Una muchedumbre de desocupados contemplaba distraídamente las faenas, cuando de pronto en uno de los corrillos surgió una voz airada.
—¡Por los clavos de Cristo! ¡Nunca hubiera sospechado semejante desfachatez! ¡Hasta cuándo vamos a soportar los sevillanos la audacia insultante de ese portugués mal nacido! ¡Arbolar en el mismo puerto el pabellón de su país...! ¿Es que hemos perdido los españoles nuestra dignidad? ¿Vamos a tolerar semejante ultraje a nuestra corona?
Magallanes alzó la mirada cuando oyó el alboroto. Alarmado, vio que, en efecto, faltaban las dos enseñas. Llamó al contramaestre Franciso Albo y al maestre Juan Bautista de Punzorol.
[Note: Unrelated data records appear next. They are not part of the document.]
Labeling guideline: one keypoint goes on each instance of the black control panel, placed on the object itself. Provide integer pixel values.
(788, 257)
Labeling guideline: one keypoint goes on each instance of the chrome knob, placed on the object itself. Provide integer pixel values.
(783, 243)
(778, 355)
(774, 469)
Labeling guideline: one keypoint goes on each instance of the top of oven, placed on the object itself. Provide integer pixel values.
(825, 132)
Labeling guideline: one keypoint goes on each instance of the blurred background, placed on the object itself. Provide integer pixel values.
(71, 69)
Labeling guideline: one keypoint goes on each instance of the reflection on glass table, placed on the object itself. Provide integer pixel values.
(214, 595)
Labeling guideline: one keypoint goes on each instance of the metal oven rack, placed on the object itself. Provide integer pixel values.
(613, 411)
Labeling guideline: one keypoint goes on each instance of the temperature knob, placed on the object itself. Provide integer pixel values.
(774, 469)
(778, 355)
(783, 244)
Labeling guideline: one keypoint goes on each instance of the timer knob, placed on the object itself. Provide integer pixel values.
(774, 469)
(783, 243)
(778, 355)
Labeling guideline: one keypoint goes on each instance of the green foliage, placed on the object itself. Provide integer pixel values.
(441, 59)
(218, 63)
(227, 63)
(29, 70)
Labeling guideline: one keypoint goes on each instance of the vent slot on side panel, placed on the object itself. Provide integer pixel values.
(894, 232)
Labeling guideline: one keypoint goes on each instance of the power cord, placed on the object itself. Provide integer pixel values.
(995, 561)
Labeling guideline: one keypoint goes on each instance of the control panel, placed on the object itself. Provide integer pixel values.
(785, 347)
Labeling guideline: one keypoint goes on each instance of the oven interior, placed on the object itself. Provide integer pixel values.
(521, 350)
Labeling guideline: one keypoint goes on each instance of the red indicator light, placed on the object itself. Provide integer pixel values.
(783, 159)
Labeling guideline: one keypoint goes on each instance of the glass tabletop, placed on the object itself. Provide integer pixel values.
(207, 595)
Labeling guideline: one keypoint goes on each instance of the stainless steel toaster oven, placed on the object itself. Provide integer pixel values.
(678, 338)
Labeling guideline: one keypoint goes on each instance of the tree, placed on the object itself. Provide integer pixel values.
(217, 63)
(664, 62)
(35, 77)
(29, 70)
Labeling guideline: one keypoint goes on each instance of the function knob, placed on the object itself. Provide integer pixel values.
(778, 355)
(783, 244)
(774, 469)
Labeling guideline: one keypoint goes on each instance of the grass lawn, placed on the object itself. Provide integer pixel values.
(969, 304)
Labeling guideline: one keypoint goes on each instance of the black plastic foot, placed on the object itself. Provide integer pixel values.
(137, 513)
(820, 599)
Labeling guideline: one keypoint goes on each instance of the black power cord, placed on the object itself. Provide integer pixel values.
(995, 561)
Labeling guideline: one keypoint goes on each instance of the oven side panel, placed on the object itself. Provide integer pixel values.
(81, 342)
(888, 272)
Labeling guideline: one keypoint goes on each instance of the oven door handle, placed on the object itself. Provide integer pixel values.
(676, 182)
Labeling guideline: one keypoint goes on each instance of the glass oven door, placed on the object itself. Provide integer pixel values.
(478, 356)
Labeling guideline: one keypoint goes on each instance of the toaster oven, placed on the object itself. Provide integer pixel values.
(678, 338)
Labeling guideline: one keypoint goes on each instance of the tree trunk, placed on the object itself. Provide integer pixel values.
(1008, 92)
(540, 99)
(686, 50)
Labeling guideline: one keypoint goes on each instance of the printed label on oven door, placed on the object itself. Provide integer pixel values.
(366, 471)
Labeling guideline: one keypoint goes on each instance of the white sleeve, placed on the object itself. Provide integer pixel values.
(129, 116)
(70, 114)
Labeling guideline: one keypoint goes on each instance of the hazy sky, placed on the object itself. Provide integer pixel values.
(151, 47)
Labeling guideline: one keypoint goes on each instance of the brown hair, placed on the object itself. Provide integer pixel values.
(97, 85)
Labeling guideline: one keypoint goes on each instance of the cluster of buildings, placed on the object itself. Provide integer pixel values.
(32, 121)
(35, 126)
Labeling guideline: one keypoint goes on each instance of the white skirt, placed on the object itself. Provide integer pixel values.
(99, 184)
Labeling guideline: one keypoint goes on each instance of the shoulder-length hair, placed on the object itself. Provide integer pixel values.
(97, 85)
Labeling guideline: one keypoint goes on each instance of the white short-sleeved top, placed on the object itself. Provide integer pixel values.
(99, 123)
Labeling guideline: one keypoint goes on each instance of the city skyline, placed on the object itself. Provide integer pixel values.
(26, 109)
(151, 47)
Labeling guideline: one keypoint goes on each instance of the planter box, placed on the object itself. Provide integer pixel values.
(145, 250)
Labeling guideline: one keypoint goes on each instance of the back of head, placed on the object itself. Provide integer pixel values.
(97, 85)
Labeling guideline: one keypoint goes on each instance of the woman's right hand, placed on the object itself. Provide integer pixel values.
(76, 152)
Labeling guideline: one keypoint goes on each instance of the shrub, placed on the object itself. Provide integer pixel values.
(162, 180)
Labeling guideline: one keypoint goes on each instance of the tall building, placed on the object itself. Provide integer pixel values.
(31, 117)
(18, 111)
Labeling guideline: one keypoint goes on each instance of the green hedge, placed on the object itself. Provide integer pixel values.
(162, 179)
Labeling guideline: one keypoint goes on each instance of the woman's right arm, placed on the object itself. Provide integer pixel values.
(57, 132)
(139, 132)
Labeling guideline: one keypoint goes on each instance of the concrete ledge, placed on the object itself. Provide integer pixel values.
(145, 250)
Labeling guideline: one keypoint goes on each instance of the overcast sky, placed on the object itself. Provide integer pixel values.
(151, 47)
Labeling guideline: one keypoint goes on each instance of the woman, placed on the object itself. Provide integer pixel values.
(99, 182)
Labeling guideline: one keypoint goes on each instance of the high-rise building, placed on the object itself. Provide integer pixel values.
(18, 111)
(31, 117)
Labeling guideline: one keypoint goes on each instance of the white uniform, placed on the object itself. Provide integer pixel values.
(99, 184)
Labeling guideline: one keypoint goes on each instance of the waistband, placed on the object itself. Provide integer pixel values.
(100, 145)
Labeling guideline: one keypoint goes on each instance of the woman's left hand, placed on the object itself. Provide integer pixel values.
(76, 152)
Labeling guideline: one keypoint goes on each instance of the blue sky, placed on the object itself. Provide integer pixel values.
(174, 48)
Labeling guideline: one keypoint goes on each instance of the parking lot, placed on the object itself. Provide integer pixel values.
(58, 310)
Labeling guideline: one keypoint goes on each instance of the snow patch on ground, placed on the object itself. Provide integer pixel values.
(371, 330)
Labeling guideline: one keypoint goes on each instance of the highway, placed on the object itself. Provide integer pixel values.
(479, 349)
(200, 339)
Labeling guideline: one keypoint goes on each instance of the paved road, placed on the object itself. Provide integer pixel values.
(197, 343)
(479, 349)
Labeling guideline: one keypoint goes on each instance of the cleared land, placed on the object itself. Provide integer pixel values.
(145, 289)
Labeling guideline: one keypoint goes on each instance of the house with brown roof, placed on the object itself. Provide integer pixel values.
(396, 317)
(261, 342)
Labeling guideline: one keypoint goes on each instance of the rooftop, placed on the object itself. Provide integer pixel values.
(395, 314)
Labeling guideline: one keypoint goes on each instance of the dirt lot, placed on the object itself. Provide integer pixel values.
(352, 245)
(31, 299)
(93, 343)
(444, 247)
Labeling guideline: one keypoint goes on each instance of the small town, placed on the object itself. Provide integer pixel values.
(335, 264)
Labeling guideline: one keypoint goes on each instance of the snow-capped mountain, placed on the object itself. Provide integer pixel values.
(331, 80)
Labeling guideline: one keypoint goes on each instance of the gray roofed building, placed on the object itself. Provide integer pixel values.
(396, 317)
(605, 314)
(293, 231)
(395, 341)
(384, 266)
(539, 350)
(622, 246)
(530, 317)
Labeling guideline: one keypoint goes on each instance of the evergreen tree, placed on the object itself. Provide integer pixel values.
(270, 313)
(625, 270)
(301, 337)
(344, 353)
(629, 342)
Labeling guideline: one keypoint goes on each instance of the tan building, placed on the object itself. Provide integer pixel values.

—¿Por qué no están las enseñas ondeando tal como he ordenado? —
preguntó con tono irritado.
El maestre tragó saliva con dificultad.
—Las dos insignias fueron devueltas a la costurera para unos pequeños arreglos. Pero tenían que haber estado ya aquí; eso fue hace dos días.
—¿Os dais cuenta, señor maestre, de lo que puede ocasionar esa desidia?
El asustado Juan Bautista de Punzorol no tuvo ocasión de replicar.
El griterío de la chusma iba en aumento. Los gritos de indignación se propagaban. Los denuestos y exclamaciones airadas eran cada vez más excitadas.